Heuristic:Speechbrain Speechbrain Separation Loss Filtering
| Knowledge Sources | |
|---|---|
| Domains | Speech_Separation, Optimization |
| Last Updated | 2026-02-09 20:00 GMT |
Overview
Hard-example mining technique that filters out "easy" samples with SI-SNR loss better than -30 dB and skips batches with catastrophic losses exceeding 999999.
Description
SpeechBrain separation recipes implement two complementary loss filtering mechanisms. First, threshold-by-loss removes samples whose SI-SNR loss is already very good (below -30 dB), focusing gradient budget on harder examples. Second, loss upper limit skips entire batches where the loss exceeds 999999 (indicating catastrophic model output), preventing destructive gradient updates. These two mechanisms work together to stabilize separation training and accelerate convergence.
Usage
Apply when training speech separation models (SepFormer, ConvTasNet, DPTNet) on WSJ0Mix, LibriMix, WHAMandWHAMR, Aishell1Mix, or DNS datasets.
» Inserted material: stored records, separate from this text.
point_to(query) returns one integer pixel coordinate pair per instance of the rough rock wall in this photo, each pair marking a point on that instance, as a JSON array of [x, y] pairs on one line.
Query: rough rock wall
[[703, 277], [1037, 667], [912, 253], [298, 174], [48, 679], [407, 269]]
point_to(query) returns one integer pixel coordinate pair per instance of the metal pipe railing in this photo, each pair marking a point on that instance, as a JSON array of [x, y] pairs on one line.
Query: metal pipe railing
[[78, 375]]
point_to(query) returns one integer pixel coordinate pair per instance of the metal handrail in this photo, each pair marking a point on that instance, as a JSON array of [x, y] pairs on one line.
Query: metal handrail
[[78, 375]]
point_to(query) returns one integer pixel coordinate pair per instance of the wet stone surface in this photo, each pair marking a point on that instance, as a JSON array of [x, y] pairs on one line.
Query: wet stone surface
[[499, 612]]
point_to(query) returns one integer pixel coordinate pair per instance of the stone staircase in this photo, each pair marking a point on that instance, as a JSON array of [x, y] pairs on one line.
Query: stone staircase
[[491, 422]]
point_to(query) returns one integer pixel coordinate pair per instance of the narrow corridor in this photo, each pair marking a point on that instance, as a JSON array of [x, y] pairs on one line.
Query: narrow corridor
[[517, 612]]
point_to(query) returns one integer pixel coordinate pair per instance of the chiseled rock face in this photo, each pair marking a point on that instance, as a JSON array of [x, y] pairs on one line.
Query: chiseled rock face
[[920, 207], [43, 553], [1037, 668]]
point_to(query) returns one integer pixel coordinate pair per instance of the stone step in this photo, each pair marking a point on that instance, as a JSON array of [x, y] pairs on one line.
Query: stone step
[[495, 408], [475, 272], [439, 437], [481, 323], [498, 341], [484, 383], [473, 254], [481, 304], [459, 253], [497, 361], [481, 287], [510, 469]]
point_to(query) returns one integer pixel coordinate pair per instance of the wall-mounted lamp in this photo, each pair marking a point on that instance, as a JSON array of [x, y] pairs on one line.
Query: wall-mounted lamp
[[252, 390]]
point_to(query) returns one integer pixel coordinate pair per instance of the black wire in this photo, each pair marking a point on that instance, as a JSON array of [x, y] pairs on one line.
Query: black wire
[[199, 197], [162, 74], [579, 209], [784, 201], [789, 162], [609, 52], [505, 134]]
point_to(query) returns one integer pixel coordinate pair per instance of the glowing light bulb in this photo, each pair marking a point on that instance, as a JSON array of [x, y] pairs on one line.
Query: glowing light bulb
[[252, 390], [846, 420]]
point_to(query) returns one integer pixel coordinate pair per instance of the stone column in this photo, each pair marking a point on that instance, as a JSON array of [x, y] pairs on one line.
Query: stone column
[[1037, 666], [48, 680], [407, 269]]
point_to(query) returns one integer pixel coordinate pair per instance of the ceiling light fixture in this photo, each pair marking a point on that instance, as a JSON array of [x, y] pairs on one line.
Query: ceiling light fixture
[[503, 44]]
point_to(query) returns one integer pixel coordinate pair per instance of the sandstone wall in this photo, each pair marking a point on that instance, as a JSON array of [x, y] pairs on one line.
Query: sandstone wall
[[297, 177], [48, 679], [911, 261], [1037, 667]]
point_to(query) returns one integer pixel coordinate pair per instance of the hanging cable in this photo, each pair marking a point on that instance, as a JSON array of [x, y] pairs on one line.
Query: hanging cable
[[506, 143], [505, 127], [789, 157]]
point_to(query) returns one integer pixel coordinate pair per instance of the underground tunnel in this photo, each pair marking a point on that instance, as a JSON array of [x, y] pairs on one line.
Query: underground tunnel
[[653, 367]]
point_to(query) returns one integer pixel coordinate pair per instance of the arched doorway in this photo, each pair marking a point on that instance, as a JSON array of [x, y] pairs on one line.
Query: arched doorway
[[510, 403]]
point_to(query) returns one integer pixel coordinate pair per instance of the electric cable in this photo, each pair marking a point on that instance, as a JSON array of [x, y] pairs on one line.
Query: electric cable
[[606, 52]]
The threshold-by-loss is enabled by default in all separation YAML configs with `threshold_byloss: True` and `threshold: -30`.
The Insight (Rule of Thumb)
- Action: Set `threshold_byloss: True` and `threshold: -30` in separation YAML config. Set `loss_upper_lim: 999999`.
- Value: threshold = -30 dB SI-SNR; loss_upper_lim = 999999
- Trade-off: More aggressive thresholds (e.g., -10) may discard too many samples and cause empty batches. The -30 dB value is conservative enough to only filter already-excellent separations.
Reasoning
In separation training, many samples in a batch may already be well-separated (especially in later epochs). Computing gradients for these "easy" samples wastes compute and dilutes the gradient signal from difficult examples. The -30 dB threshold was chosen empirically: SI-SNR of -30 dB or better indicates near-perfect separation that provides negligible learning signal. The loss upper limit of 999999 catches rare but destructive cases where the model produces catastrophic output (e.g., all-zero or all-noise predictions), which would produce enormous loss values that would corrupt model weights if backpropagated.
Code from `recipes/WSJ0Mix/separation/train.py:116-142`:
# hard threshold the easy dataitems
if self.hparams.threshold_byloss:
th = self.hparams.threshold
loss = loss[loss > th]
if loss.nelement() > 0:
loss = loss.mean()
else:
loss = loss.mean()
if loss.nelement() > 0 and loss < self.hparams.loss_upper_lim:
self.scaler.scale(loss).backward()
else:
self.nonfinite_count += 1
logger.info(
"infinite loss or empty loss! it happened %d times so far"
" - skipping this batch", self.nonfinite_count
)
loss.data = torch.tensor(0.0).to(self.device)